L’habitat inclusif, un enjeu sociétal qui se joue notamment dans la question de sa définition.

Intervention dans le cadre du point d’étape de l’instance ressource pour l’habitat inclusif, mis en oeuvre par le Département de Loire-Atlantique, le 23 avril 2021.

Une idée peut en cacher une autre...

La demande qui m’a été faite, aujourd’hui, concerne la définition des termes que l’on emploie pour nommer ce que nous avons à partager et, parfois, à mettre en oeuvre ensemble. En se remémorant l’idée que les mots sont bien plus que l’habillage d’une pensée mais qu’ils en sont les outils. Car c’est vrai que d’une certaine façon, il en va aujourd’hui des mots comme autrefois des trains aux passages à niveau : sur les rails de la langue, une idée peut en cacher une autre, alors autant y regarder à deux fois avant de traverser la voie. Et les mots sont comme du métal, ils sont forgés très vite et la collision, parfois, ne pardonne pas...

Avant de s’emparer de l’examen du terme « habitat inclusif », arrêtons-nous un instant, afin d’illustrer ce qui précède sur celui de « sociétal ». Mot qui figure dans le titre mon intervention et dont je me dédouane, un peu lâchement, certes, puisque je n’ai pas choisi ce titre...
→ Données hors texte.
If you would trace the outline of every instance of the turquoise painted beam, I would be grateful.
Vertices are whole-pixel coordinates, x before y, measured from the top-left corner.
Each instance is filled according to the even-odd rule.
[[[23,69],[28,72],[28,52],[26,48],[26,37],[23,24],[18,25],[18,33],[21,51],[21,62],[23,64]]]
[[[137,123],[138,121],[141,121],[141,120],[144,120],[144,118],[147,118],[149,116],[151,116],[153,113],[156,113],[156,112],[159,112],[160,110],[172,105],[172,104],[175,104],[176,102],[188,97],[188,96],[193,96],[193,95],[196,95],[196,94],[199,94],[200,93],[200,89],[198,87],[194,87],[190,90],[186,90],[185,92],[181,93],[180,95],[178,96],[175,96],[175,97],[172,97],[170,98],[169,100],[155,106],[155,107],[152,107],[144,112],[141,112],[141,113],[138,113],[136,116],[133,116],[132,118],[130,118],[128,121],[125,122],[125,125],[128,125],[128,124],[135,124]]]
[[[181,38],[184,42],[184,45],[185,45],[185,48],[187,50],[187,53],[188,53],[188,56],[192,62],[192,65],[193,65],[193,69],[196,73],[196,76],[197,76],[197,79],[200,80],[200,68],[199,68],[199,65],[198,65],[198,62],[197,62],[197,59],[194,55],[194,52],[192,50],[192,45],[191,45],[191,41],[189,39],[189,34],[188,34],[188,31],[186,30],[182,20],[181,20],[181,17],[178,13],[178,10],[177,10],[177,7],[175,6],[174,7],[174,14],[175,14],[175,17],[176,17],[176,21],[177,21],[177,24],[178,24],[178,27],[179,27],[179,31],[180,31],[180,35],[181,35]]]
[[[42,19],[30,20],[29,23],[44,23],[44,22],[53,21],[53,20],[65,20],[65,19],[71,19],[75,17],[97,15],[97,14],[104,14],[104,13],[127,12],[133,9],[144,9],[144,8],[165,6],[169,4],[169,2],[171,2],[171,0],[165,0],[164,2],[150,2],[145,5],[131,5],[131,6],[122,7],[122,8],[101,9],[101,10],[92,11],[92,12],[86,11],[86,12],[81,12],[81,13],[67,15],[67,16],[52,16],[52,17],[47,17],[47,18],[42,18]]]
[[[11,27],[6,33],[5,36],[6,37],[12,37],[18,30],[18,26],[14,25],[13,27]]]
On peut ainsi légitimement s’interroger pour savoir pourquoi désormais on préfère le mot « sociétal » à celui de « social » ? Pourquoi ce néologisme, mal formé, s’impose au point que même certains praticiens des sciences sociales acceptent d’abaisser le seuil ordinaire d’acceptabilité en matière de langage ? 

Une réponse possible nous ramène à mon histoire de train : c’est qu’une idée peut en cacher une autre. Le sociétal, c’est le social sans le conflit, le social moins les inégalités, le social moins le déséquilibre des rapports entre groupes et classes sociales au sein d’une société donnée, au fond, le sociétal est au social, ce que la gouvernance est au gouvernement...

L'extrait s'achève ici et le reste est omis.